CNCIS – 22e rapport d’activité 2013-2014

La CNCIS : des interceptions de
correspondance aux méta-données
« Arbitre », « vigie » 1 … bien des termes peuvent caractériser
la Commission qui a la charge de se prononcer – a priori – sur les
demandes d’écoutes administratives. De 1180 lignes écoutées en permanence en 1991, la CNCIS est passée à 1540 en 1997, 1670 en 2003, puis
en 2008 à 1840 « cibles » 2, enfin à 2 190 en 2014 : d’évidence le nombre
est modeste et les rapports détaillés de la CNCIS montrent chaque
année que la lutte anti-terroriste en pré-judiciaire mobilise une grande
partie de ces quotas. Dès sa fondation, la CNCIS avait eu à connaître
des « données » car l’article 22 de la loi de 1991 l’autorisait à exercer un
contrôle – a posteriori – sur les demandes de données techniques faites
dans le cadre d’une demande d’interception de sécurité. Le périmètre de
la CNCIS s’est élargi depuis : ainsi à compter de 2006, par l’article 6 de
la loi n° 2006-64, elle a la charge de se prononcer (toujours a posteriori)
– dans le cadre de la lutte antiterroriste – sur les demandes de données
techniques de connexion ou de communication faites hors du contexte
d’une demande d’interception.
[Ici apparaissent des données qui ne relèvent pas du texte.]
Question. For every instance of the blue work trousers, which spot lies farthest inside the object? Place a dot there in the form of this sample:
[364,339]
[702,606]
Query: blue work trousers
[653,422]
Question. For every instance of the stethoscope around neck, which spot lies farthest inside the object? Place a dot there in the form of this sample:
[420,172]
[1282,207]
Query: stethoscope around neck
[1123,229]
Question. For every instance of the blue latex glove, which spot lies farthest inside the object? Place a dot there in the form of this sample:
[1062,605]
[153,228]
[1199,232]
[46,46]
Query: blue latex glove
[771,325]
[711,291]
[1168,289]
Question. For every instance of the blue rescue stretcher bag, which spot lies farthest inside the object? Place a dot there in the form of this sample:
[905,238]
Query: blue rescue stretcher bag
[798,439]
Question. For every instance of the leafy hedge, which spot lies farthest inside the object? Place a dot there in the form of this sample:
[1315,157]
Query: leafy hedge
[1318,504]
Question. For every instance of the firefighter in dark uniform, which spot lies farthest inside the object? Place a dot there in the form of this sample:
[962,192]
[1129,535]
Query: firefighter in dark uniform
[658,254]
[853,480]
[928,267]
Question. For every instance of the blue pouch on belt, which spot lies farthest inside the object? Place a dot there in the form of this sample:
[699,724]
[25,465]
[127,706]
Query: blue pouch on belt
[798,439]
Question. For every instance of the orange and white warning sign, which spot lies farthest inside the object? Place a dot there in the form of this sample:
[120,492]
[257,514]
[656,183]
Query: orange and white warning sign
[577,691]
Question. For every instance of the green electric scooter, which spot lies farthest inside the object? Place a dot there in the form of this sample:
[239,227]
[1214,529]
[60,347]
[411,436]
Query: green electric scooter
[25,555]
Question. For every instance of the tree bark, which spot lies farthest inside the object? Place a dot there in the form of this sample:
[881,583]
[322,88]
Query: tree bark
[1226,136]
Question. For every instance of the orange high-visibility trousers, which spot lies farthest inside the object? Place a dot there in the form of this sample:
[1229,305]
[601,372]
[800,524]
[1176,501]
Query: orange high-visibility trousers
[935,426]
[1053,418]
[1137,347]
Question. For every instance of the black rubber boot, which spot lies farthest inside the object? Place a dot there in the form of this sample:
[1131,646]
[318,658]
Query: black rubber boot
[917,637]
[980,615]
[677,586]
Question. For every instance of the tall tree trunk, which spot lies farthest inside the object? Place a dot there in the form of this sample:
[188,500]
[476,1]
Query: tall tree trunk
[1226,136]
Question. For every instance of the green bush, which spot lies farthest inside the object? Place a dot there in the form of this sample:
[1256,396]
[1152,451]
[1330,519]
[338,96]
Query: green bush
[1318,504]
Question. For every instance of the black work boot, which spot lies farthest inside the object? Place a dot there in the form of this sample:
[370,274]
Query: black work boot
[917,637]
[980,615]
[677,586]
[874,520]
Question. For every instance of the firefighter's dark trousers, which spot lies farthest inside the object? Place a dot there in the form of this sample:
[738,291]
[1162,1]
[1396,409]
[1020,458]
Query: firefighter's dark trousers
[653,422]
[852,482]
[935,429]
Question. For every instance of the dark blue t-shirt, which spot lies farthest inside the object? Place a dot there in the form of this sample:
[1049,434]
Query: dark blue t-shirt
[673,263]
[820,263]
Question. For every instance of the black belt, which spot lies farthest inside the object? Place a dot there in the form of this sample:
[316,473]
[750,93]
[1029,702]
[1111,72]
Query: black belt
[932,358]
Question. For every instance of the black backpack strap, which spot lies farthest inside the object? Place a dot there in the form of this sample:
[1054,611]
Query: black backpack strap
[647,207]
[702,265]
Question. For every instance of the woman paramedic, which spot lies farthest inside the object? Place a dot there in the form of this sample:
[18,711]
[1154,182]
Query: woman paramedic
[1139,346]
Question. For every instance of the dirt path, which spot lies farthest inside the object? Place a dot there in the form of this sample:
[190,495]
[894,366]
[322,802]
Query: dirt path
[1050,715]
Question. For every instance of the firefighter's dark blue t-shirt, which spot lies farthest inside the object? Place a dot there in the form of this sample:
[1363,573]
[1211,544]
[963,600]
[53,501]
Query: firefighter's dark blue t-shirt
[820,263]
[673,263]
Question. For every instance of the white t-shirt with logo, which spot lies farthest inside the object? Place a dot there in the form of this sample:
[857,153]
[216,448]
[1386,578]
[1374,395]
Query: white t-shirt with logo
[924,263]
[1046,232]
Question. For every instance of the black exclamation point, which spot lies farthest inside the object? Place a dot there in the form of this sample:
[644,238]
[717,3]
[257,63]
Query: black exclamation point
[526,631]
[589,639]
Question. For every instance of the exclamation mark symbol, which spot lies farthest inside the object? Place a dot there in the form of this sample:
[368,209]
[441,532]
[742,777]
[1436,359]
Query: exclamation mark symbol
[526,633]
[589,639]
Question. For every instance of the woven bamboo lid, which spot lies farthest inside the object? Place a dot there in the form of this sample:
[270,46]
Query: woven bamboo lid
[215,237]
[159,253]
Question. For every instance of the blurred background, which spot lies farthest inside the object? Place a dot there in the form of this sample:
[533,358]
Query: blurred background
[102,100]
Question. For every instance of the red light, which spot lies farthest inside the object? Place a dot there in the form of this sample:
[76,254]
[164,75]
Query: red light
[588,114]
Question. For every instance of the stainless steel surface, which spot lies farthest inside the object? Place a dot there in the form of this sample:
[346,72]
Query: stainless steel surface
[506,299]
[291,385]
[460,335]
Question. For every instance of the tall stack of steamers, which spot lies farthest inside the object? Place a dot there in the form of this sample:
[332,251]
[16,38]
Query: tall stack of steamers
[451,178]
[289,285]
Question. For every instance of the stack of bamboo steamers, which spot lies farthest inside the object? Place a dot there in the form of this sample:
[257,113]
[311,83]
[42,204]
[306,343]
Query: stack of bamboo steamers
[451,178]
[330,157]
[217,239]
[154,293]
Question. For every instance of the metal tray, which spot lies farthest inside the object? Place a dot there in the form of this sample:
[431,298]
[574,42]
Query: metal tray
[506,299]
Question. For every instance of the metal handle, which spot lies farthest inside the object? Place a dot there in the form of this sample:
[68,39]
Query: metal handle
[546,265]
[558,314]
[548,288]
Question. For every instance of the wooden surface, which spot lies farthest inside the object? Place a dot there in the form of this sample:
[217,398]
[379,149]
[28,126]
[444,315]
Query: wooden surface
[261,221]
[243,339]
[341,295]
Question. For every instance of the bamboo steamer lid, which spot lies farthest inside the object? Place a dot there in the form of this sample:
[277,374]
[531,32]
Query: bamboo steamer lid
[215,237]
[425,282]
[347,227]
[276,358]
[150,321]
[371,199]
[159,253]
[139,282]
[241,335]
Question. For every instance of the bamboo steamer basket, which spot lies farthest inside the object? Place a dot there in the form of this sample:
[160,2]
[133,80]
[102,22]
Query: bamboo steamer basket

Ceci peut concerner les numéros de téléphone, les numéros d’abonnement à des services de communications
électroniques, la (géo-) localisation des terminaux, enfin les « fadettes ».
Le rôle de la CNCIS aurait pu être renforcé de façon considérable à la
fin de l’année 2014 si la loi de programmation militaire 3 (LPM) lui avait
attribué le contrôle des données techniques de connexion dans le cadre,
élargi, de la loi de 1991. Mais l’article 20 de la LPM a confié cette charge
à une « personnalité qualifiée » nommée par le Premier ministre (sur
proposition de la CNCIS) pour procéder au contrôle des demandes
de données techniques de connexion 4 par les autorités exécutives.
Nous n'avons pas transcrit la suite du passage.